Stretches the insides and backs of the legs
Stimulates the abdominal organs
Strengthens the spine
Calms the brain
Releases groins
Use caution with this exercise if you have a lower back injury.


Sit with your legs extended out in front of you, then lean your torso back slightly on your hands and lift and open your legs to an angle of about 90 degrees (the legs should form an approximate right angle, with the pubis at the apex). Press your hands against the floor and slide your buttocks forward, widening the legs another 10 to 20 degrees. If you can’t sit comfortably on the floor, raise your buttocks on a folded blanket.
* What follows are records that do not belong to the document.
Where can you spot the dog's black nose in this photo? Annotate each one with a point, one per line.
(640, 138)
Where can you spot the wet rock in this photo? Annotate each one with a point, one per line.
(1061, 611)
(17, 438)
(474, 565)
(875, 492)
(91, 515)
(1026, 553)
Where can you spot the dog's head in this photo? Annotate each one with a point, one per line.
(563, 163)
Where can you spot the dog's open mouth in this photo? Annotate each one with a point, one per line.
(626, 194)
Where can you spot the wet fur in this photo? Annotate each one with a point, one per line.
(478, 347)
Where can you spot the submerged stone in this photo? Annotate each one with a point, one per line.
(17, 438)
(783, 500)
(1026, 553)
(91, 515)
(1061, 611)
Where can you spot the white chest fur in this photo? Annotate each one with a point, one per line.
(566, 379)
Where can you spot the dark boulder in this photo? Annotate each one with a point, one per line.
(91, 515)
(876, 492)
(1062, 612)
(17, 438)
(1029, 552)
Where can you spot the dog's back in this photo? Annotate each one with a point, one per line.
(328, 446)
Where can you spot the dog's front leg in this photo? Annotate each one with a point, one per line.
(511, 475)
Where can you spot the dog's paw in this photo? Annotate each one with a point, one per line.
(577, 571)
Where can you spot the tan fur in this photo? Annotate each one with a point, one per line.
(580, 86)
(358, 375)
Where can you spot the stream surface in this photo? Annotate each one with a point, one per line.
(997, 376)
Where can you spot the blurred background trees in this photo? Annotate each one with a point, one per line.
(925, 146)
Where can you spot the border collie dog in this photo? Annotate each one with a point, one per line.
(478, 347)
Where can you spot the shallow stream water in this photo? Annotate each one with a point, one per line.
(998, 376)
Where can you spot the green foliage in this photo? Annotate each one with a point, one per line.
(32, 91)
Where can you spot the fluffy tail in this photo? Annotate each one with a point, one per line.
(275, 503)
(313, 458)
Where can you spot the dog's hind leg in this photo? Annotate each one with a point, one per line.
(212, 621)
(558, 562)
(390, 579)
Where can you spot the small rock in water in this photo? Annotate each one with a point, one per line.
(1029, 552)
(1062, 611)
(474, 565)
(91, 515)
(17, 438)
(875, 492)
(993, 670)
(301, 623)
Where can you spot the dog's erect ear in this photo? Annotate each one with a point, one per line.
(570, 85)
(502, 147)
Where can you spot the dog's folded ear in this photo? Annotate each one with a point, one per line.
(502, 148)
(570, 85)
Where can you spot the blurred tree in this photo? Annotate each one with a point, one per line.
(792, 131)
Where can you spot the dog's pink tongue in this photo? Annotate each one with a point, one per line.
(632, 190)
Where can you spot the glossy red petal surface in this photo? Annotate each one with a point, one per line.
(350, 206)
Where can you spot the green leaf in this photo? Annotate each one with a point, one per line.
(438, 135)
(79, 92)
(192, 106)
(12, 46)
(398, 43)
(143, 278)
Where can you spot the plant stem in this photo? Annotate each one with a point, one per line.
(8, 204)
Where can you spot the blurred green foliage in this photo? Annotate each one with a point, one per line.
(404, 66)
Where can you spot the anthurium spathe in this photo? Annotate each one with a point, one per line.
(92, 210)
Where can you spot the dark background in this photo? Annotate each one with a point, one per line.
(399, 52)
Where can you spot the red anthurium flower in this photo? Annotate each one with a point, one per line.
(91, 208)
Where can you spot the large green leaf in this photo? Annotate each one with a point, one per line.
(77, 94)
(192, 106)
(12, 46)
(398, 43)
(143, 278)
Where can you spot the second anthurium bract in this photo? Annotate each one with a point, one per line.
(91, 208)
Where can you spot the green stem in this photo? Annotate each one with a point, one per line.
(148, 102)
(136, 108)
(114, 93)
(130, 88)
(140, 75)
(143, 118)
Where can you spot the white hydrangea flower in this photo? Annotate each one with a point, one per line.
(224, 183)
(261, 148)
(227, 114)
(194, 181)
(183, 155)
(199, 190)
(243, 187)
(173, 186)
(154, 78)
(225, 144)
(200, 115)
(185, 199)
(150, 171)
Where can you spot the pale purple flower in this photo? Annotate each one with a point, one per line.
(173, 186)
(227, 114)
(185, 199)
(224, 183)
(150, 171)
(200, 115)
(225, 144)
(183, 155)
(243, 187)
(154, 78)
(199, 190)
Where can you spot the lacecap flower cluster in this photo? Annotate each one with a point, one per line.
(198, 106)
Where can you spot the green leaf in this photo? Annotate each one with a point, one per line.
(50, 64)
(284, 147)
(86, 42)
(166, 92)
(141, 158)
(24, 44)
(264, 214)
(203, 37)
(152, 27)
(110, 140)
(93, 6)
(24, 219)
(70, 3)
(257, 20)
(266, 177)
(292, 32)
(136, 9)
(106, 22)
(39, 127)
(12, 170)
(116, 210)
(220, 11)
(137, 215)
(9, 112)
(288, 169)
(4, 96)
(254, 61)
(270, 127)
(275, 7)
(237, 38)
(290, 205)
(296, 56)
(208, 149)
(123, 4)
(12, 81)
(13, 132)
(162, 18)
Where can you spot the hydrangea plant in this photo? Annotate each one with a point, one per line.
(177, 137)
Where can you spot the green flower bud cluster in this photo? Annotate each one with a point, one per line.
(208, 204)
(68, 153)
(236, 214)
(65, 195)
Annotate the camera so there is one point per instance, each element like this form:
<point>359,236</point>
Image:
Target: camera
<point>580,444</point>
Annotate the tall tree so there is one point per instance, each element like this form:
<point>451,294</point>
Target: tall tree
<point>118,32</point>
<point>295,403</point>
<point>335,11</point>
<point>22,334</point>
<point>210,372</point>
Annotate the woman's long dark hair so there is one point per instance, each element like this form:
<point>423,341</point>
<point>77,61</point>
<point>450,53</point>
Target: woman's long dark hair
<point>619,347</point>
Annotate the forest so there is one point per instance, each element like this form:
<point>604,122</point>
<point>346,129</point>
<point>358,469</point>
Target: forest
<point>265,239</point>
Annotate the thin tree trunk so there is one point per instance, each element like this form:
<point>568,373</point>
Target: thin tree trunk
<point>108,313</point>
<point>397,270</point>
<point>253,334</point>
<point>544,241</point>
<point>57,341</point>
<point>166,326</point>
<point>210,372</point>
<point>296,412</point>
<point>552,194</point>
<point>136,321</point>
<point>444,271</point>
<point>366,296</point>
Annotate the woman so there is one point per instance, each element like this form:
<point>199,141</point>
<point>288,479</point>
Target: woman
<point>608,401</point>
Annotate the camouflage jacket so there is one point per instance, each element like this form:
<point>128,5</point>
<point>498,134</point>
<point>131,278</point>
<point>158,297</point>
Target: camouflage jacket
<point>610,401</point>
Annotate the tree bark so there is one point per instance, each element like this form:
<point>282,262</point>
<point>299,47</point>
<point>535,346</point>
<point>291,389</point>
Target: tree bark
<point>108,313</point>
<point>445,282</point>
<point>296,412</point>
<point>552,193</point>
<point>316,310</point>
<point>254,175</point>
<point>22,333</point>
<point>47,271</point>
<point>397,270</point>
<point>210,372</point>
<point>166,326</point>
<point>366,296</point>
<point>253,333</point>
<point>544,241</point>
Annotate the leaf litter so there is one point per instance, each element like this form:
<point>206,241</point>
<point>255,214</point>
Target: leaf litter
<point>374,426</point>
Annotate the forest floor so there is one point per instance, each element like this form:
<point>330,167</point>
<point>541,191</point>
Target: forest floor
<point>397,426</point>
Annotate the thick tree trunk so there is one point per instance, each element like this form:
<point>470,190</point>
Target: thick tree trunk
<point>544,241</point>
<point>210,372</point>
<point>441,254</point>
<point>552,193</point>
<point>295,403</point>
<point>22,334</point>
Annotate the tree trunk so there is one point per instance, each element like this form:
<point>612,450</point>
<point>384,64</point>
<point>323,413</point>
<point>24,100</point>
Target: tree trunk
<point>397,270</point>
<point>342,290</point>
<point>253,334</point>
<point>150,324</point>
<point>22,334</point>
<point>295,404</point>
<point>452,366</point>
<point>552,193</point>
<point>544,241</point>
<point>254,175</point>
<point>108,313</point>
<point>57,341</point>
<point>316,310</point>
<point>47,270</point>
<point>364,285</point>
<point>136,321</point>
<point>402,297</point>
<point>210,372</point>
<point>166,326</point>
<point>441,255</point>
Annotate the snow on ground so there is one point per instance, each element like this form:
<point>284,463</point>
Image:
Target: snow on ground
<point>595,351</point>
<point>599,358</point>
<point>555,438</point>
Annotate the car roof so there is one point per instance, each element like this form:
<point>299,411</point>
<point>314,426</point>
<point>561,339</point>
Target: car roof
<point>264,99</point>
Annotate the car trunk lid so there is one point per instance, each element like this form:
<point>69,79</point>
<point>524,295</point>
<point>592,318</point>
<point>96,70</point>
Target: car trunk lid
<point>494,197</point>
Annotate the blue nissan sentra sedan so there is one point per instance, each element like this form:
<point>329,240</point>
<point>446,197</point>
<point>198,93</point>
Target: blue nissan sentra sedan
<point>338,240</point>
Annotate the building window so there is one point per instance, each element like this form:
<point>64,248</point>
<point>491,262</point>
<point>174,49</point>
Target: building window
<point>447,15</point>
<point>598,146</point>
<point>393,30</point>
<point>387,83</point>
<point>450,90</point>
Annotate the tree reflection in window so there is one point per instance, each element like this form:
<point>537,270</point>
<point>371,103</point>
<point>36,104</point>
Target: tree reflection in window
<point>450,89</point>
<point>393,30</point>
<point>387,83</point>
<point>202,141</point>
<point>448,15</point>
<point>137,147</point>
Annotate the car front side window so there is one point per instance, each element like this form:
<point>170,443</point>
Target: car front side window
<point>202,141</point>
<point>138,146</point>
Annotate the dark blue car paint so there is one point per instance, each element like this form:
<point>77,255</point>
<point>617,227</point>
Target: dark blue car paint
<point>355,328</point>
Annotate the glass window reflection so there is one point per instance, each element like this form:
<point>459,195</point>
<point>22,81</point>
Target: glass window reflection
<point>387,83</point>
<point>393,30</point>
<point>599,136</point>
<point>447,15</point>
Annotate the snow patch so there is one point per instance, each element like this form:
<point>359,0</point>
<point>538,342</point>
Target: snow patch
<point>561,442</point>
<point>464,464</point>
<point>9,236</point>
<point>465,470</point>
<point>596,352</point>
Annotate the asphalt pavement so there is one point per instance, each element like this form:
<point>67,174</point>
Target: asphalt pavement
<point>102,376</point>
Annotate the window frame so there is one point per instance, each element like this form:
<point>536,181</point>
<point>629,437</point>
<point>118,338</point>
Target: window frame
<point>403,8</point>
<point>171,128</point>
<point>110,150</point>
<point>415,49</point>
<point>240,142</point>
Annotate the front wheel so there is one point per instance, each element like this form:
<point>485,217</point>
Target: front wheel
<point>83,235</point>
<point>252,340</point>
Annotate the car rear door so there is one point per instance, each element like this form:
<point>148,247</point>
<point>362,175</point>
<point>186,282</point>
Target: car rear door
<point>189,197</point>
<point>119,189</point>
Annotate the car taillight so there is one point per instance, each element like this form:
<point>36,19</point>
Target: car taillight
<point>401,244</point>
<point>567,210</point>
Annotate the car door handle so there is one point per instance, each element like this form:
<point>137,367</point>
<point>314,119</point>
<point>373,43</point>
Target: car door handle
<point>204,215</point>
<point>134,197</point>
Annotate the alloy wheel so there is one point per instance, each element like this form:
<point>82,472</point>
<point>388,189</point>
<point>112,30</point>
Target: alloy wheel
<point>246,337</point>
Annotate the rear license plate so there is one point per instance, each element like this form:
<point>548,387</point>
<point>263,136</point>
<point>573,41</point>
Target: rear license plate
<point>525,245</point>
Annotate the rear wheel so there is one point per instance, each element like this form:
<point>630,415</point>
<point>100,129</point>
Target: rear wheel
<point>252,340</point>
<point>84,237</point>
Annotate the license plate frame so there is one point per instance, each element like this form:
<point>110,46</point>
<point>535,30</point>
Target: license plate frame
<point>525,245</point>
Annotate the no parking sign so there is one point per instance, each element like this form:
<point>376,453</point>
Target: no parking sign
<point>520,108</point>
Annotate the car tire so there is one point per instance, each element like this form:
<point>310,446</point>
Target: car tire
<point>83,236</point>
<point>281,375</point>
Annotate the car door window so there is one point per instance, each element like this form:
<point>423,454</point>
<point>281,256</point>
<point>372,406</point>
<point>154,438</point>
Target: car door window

Rotate your thighs outwardly, pinning the outer thighs against the floor, so that the knee caps point straight up toward the ceiling. Reach out through your heels and stretch your soles, pressing though the balls of the feet.

With your thigh bones pressed heavily into the floor and your knee caps pointing up at the ceiling, walk your hands forward between your legs. Keep your arms long.

As with all forward bends, the emphasis is on moving from the hip joints and maintaining the length of the front torso. As soon as you find yourself bending from the waist, stop, re-establish the length from the pubis to the navel, and continue forward if possible.

Increase the forward bend on each exhalation until you feel a comfortable stretch in the backs of your legs. Stay in the pose 1 minute or longer. Then come up on an inhalation with a long front torso.